Article
Why is data anonymization so important?
Guaranteed privacy requires data anonymization and eliminating the possibility of reverse engineering to recover data
The other day, when discussing innovation in the health sector with a client, they mentioned that they have access to a powerful database containing a vast amount of patient information. This access is obviously restricted to certain companies in order to carry out specific R&D projects for public purposes. These projects leave behind a significant trail in order to ensure data confidentiality.
The first question that came to mind was: “What steps do you take to anonymize this data and respect patient privacy?” I was told that they remove patient names and certain private information, such as phone numbers and addresses.
This is a step, without a doubt, but my subconscious quickly pictured my eight-year-old son doing reverse engineering tasks, as if undertaking a puzzle.

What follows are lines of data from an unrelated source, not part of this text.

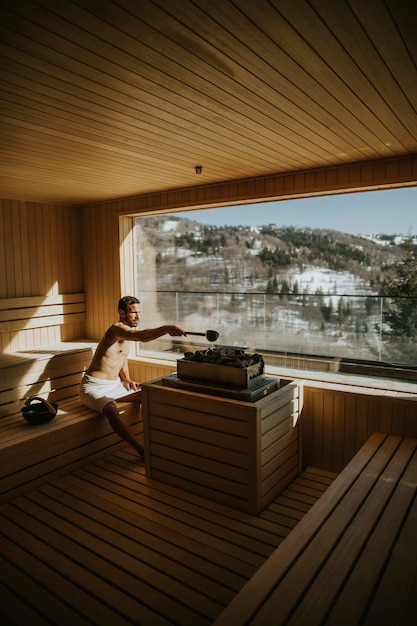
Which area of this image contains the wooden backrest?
[0,293,86,353]
[0,341,96,418]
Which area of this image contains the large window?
[136,190,417,380]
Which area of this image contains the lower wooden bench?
[214,433,417,626]
[0,397,143,502]
[0,340,142,502]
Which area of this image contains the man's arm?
[115,323,187,343]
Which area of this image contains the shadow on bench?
[0,342,143,502]
[215,433,417,626]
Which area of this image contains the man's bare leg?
[103,394,145,459]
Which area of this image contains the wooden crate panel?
[142,381,299,513]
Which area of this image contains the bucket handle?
[25,396,57,417]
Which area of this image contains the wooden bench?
[0,294,142,502]
[214,433,417,626]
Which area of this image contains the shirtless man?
[80,296,186,458]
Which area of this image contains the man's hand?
[165,324,187,337]
[123,378,140,391]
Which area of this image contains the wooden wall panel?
[0,200,85,352]
[82,203,120,340]
[300,386,417,472]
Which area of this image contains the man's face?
[119,304,140,328]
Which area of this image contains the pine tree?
[382,237,417,340]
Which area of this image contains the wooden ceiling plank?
[3,5,362,162]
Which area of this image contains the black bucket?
[21,396,58,426]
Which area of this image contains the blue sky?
[172,187,417,235]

I imagined him hard at work as he identified relationships between heart rates, ages and electrocardiogram patterns while de-anonymizing every individual behind each case history. For a child, it is a matter of time and patience, but for a machine in this day and age, only a few electrons are required.

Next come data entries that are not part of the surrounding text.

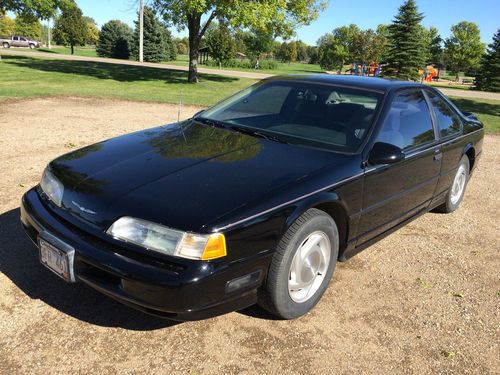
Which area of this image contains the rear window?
[202,81,382,152]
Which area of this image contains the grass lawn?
[450,97,500,134]
[165,55,325,74]
[0,55,254,106]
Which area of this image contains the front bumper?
[21,189,272,320]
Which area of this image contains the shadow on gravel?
[2,55,238,85]
[0,208,178,331]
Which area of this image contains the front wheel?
[436,155,470,213]
[259,209,339,319]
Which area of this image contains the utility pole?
[47,18,52,49]
[139,0,144,62]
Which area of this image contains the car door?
[424,89,464,203]
[358,89,442,245]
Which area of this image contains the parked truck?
[0,35,42,49]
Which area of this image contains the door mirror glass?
[368,142,405,165]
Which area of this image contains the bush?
[207,59,278,70]
[96,20,132,59]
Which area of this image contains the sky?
[76,0,500,45]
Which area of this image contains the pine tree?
[132,6,175,63]
[476,29,500,92]
[384,0,425,80]
[96,20,132,59]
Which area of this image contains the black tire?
[435,155,470,214]
[259,208,339,319]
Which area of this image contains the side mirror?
[368,142,405,165]
[193,109,205,118]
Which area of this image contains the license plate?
[38,235,75,283]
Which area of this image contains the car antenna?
[177,90,187,142]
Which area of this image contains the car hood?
[50,120,346,232]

One of the best ways to anonymize data is to classify it according to the following categories:
Personally identifiable information: Directly identifies a specific person (name, ID card number).
Quasi-identifiable values: Information that identifies a person but is also useful for our own purposes (age, weight, height, etc.).
Confidential information: Extremely useful and valuable for our own purposes (beats per minute, electrocardiogram pattern, blood pressure, etc.).
Guaranteed privacy requires data anonymization and completely eliminating the possibility of reverse engineering to recover data. This involves performing the following tasks on all of the types of data listed above:
Personally identifiable information: It is deleted. The information is completely eliminated.
Quasi-identifiable values: The data is microperturbed and microaggregated in such a way that it is grouped into a limited number of sets and ranges. Although some of the information is lost, it is an insignificant amount for the intended purposes.
Confidential information: It is respected so the information is not lost, which is a key aspect.
And how is all of this done? With machine learning algorithms that, through existing knowledge, are able to identify the type of data and apply the necessary degree of perturbation and aggregation to ensure irreversible anonymization. These are advanced SDC (statistical disclosure) algorithms with microaggregation and microperturbation strategies.
These algorithms also have a cost. The reality is that increased anonymization makes data less useful because it becomes more aggregated and perturbed.
And if you are wondering about my client, all I can say is that data privacy is now guaranteed.